Alteration in insulin action:: role of IRS-1 serine phosphorylation in the retroregulation of insulin signalling

insulin resistance, when combined with impaired insulin secretion, contributes to the development of type 2 diabetes. insulin resistance is characterised by a decrease in insulin effect on glucose transport in muscle and adipose tissue. Tyrosine phosphorylation of insulin receptor substrate 1 (IRS-1) and its binding to phosphatidylinositol 3-kinase (PI 3-kinase) are critical events in the insulin signalling cascade leading to insulin-stimulated glucose transport. Modification of IRS-1 by serine phosphorylation could be one of the mechanisms leading to a decrease in IRS-1 tyrosine phosphorylation, PI 3-kinase activity and glucose transport. Recent findings demonstrate that diabetogenic factors such as FFA, TNIalpha hyperinsulinemia and cellular stress, increase the serine phosphorylation of IRS-1 and identified Ser(307/612/632) as phosphorylated sites. Moreover, several kinases able to phosphorylate these serine residues have been identified.
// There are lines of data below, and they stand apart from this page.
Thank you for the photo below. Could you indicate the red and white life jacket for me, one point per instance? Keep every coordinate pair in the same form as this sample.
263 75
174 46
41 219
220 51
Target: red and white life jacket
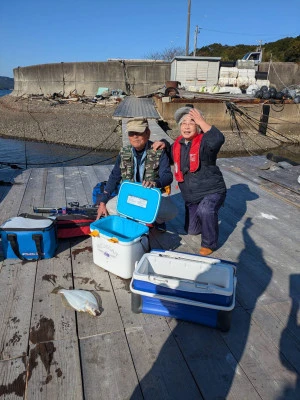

These exciting results suggest that serine phosphorylation of IRS-1 is a possible hallmark of insulin resistance in biologically insulin responsive cells or tissues. identifying the pathways by which diabetogenic factors activate IRS-1 kinases and defining the precise role of serine phosphorylation events in IRS-1 regulation represent important goals. Such studies may enable rational drug design to selectively inhibit the activity of the relevant enzymes and generate a novel class of therapeutic agents for type 2 diabetes.